Como ressaltado por David Landes na obra “Revolution in Time”, nem mesmo a secular fabricação de renda resistiu à imperialista indústria relojoeira. “A relojoaria pagava mais; melhor, propiciava emprego para toda a família, já que a fabricação de rendas era vista como uma ocupação feminina”.

Em toda indústria, inclusive as atuais, no entanto, a fabricação dos bens é baseada em modismos. Os trabalhadores do Jura, portanto, inicialmente copiavam modelos ingleses e franceses: afinal, o mercado exigia relógios nos padrões desses locais. Ressalte-se, também, que integrados a uma cadeia de produção comandada por terceiros, os habitantes do Jura nunca haviam se especializado a ponto de conseguir projetar as peças do relógio, sobretudo seu movimento (o mecanismo completo do relógio que, sem acabamento, é conhecido por ébauche).

Um caminho sem volta, porém, estava traçado. As pequenas oficinas que apenas trabalhavam de forma independente dentro de uma cadeia de produção se tornaram maiores e estavam aptas a competir de igual para igual com Genebra.

Nessa época surgiu a lenda – eis que não existem documentos históricos confiáveis – de Daniel Jean Richard (foto abaixo), a figura do relojoeiro independente que se tornou mestre em todas as áreas da relojoaria e difundiu seus conhecimentos entre os habitantes das montanhas de Neuchâtel.
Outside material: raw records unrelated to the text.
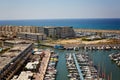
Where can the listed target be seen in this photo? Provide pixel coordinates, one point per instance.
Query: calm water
(107, 24)
(99, 57)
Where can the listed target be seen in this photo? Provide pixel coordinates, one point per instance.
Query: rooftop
(11, 54)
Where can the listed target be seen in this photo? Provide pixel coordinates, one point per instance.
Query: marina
(115, 57)
(99, 58)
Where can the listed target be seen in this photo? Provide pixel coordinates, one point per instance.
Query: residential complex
(37, 33)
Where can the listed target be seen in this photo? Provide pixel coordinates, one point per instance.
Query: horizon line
(56, 19)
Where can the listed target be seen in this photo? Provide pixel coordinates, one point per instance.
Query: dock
(78, 67)
(42, 69)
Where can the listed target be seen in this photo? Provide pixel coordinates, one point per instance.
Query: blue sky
(55, 9)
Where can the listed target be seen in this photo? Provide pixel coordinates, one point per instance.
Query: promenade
(43, 66)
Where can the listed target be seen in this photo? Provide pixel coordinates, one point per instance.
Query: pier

jean20richardDe acordo com Hélène Pasquier, ao citar Fréderic-Samuel Ostervald, “durante sua juventude, Daniel Jean Richard adquiriu técnicas básicas de relojoaria imitando e incorporando conhecimentos já existentes. Ele fez uma cópia idêntica de um relógio que lhe foi entregue por um viajante que passava pela região. Já adulto, o domínio das técnicas relojoeiras lhe permitiu fazer vários tipos de relógios. Ele projetou e construiu ferramentas para mecanizar a produção. Ao mesmo tempo, ele não hesitou em transmitir seus projetos e conhecimentos aos seus contemporâneos. Então, ele ensinou aos seus companheiros o que sabia sobre ourivesaria. Ele também abriu uma oficina onde colegas serviam como aprendizes por vários meses, em diversas áreas. No final da sua vida, Jean Richard havia transmitido seu conhecimento a futuras gerações, ensinando aos seus cinco filhos a arte da relojoaria. Ele também difundiu seu conhecimento a outras regiões, deixando a vila de La Sagne para se estabelecer em Le Locle, onde morreu em 1741, aos 76 anos de idade”.

A história de Jean Richard é vista como lenda porque mesmo na sua época muitos protestantes já praticavam a arte da relojoaria. Jean Richard provavelmente não foi o primeiro a querer dar o passo à frente com o estabelecimento de sua própria oficina nas montanhas, responsável não apenas por fabricar peças simples, mas projetar relógios.

Na verdade, o caminho natural de uma oficina era o crescimento. Os “fazendeiros” das montanhas suíças, portanto, em pouco tempo já estavam projetando relógios fantásticos por conta própria, não meras cópias (vide, por exemplo, Abraham Louis Perrelet, nascido em Neuchâtel, que em 1770, inventou o relógio automático).

Os “fazendeiros” suíços, é certo, tornaram-se efetivos competidores dos genebrinos, eis que a intensa divisão de trabalho e salários mais baixos lhes possibilitavam oferecer ao mercado produtos muito mais baratos. Além disso, a qualidade de vida da região melhorou, pois agora existia trabalho para todos.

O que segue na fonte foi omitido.